Thursday, September 04, 2008

Book Review: Stolen Innocence

I had been in The Fundamentalist Church of Latter Day Saints Saints(FLDS) Church from the moment I was born. It was all I knew and the only way I could imagine living. From my teachings, I knew that the prophet's job was to dictate what was best for us and that the words he spoke came straight from God. I believed that my impending marriage was the will of God and therefore nothing could be done to stop it. But still, I had to try.

-Elissa Wall, “Stolen Innocence”

Elissa Wall’s testimony in September 2007 helped convict polygamous sect leader Warren Jeffs on an array of charges.

Her courageous and detailed story of a life lived inside an oppressive cult that forced her to be married at 14 years old amidst a climate fear and self-loathing and her eventual escape is brought to life in a new book “Stolen Innocence”.

As I read Wall’s account, I was struck by my own inability to articulate the plight of the child-brides of MOVE, who are forced to become pregnant at 11-12 years old. And because none of these most extreme examples of MOVE’s abuse have yet to escape to freedom, they effectively have no voice. Finding a way to adequately express their plight has been a vexing affair for me as I have little in the way of understanding what it feels like for a girl with little or no education to be told at the onset of puberty that they will become pregnant and they will become married at once. I don’t know what that could be like, to know that your future is decided and that you have no voice in the matter, that it wouldn’t matter if you did because nobody would listen.

Reading Wall’s book has brought me that much closer to understanding what girls in MOVE go through. Wall’s honesty and candor especially considering the world she was raised in did not allow at all for either is remarkable.

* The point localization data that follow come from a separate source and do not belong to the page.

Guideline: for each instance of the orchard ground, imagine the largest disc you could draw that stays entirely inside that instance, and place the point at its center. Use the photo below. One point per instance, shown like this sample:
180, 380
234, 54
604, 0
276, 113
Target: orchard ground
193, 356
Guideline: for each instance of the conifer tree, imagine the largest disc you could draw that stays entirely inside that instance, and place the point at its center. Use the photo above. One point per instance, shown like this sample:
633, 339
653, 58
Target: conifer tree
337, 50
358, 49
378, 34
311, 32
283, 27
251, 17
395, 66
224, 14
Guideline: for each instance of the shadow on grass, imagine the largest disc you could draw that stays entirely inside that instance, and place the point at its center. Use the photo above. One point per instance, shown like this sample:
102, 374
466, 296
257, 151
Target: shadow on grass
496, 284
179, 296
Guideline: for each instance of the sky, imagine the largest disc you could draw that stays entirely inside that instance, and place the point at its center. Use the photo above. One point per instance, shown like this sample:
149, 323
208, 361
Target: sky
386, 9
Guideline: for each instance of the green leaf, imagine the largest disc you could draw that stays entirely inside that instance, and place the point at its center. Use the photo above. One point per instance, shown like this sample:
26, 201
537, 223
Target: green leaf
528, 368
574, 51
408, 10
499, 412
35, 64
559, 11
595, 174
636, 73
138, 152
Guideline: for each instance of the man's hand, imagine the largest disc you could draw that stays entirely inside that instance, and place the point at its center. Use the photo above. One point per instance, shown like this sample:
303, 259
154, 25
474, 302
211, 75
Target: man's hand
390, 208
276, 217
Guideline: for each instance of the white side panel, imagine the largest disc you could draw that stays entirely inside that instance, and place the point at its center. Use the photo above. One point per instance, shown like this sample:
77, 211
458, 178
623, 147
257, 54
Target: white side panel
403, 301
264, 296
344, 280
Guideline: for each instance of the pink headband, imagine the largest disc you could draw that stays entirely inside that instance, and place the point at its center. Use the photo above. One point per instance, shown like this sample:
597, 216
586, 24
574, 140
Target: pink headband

Surprisingly, her story is not one of rage or a polemic. It is honest and therein lies it’s strength. Wall does not have to rage against her former captors with heavy rhetoric, her simple truths are enough. And while her story would not have suffered without her compassion, it is much better for it. For instead of giving into an understandable hatred of those who abused her and her own family members who not only stood by, but sanctioned it, she exudes love. That is not to say that she is averse to fighting for justice. On the contrary, it appears that her love for those still under the yoke of religious oppression has armored her against the fear of speaking out.

After freeing herself, Elissa Wall would do what would have been unthinkable in her former cult life and that is to go to the authorities with her story. She was entering a situation that she knew would lead to a showdown with the FLDS and it’s leader Warren Jeffs. Worse for Wall, she knew it would lead to her alienation from family members still in the FLDS and she also knew that the cult would not hesitate to hurt those same loved ones to get at her. But she did what was right in spite of her fears.

“Stolen Innocence” is as much a story about relentless abuse as it is about the power of the human spirit to endure and rise above such abuse. Wall is more than just a survivor, she is someone who despite it all is thriving. She now has a family of her own to take care of, but still apparently has time to aid those who wish to leave the FLDS cult that still must be a source of fear for her.

For me, this book has brought me new understanding of what it is for a girl and a young woman to suffer under the thumb of an abusive cult. I would urge anyone interested in cults or the abuse of children in MOVE, to check this book out.